I asked him if I could borrow one of his and he flew off the handle. I'm not sure what he said but it went on for ten minutes. Looking back I think he knew he was the reason for my uber modesty and he knew what he had done and couldn't handle it. 

I talked to the school counselor and told her what happened with the shirt, hoping she would help me. Instead she said he's probably stressed out about work. She said that I should just wait it out and sent me on my way so she could finish writing her lettters of recommendation.


----------



## diwali123 (Feb 17, 2012)

When I was 26 I was living with my future husband. I had been in counseling on and off and had started taking anti depressants. 
I had read tons of self help books. 
I couldn't stand being around my father any longer. I knew if I told my mom what happened and confronted him that he would say it was false memory syndrome, he would deny everything and my mom would stay by his side. 
I imagined telling them they were out if my life, and moving forward without them. 

My future husband and I were close. I told him about what my father did and he didn't get mad or try to fix it or tell me what to do. 

So I wrote a letter. I explained to my mom exactly what happened and for how long. I told her I knew he would say it was false memory syndrome and I didn't expect her to believe me but this was my truth and I couldn't live with the lie anymore. 

I got a call from my father telling me that he had admitted to my mom that it was true. He said a lot that I couldn't comprehend, and ended by saying that we would work it out and that he always knew one day I would be strong enough to tell the truth. He was almost chipper. 

I talked to my mom. I knew she had been crying, she was devastated. By the time I got off the phone so was I. 

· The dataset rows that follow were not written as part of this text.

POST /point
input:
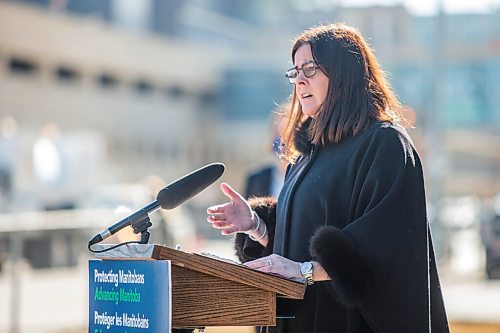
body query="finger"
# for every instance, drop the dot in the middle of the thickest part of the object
(259, 263)
(221, 225)
(230, 192)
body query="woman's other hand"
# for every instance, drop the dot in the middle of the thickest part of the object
(231, 217)
(278, 265)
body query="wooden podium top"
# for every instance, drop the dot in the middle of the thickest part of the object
(205, 264)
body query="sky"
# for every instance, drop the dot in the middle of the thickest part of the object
(429, 7)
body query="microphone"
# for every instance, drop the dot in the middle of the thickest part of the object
(169, 197)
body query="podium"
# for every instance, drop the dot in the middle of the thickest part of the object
(208, 291)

After about a year of counseling in high school, my counselor told me that she couldn't continue with me because I would never improve if my family didn't change. 

I felt a small glimpse of hope and validation. For years I was the scape goat, the emotional punching bag for my father. Everything was my fault. If anything bad happened to me, it was because of something I did. If I accomplished anything it was barely good enough. 

My younger brother and I fought with each other hatefully. I took my rage and focused it on him and he did the same. I hated that my father ignored him. He never told him they needed to work on their relationship or spent an hour screaming at him about how he is a lone wolf and doesn't care about anyone, how he is selfish and ungrateful. 

He had his own share of abuse. When he did get in trouble it seemed the physical punishment was more intense. He ignored him, he said negative things and didn't give him any credit for the good things he did. 

And in return he took his anger out in me. I don't remember how old I was but I think I was in jr. high school. My parents were gone and for some reason my brother and I started fighting. I have no idea what it was about. 
I remember us throwing shoes at each other and then he walked upstairs and kicked the wall, leaving a big hole in it. 

I knew he was in for it. He'd done it now. 
We weren't even allowed to put tape or pins on our walls. The house was a continuous project of his. I can't remember a time when he wasn't painting, tearing up carpet, moving walls around, putting in wood floors, redoing the basement. It was always something. 

When my parents got home and heard what happened my father told me it was my fault that he kicked the wall because I provoke people. I make people mad. 
He stood over me and told me I had to apologize for it. 
I stayed quiet, not knowing whether to scream or throw up. I felt frozen. I knew he couldn't make me say it. I knew if he tried to punish me for not saying it my mom would stand up for me and they would end up in another screaming fight. 

I said he was the one who kicked the wall. "Admit, say you are sorry." 
"I didn't kick the wall."
"but you made him do it."
"no I didn't. He has control over himself."

This went on for probably twenty minutes until he finally gave up. 

So my therapist said this wasn't all my fault. I wanted to laugh and yell and tell everyone! It's not my fault! It's him, not me! 

She set up an appointment for a session with the three of us a week later. The entire week my father was even more on edge than usual. The night before the appointment he started in with asking me for the garage door opener. 
I was always home earlier than him every day so I had it in the car I drove. 
I was 16 and at the end of my junior year. 
I knew he was trying to get to me just to be petty. I asked him why now of all times does he suddenly need the opener. He ended up screaming at me again. 
I ran into my room and he quickly followed, ran over and I could tell he was going to slap me. I yelled at him "don't even try to slap me!" it had been years since he had stopped his habit of hitting, pushing, kicking and screaming in my face. 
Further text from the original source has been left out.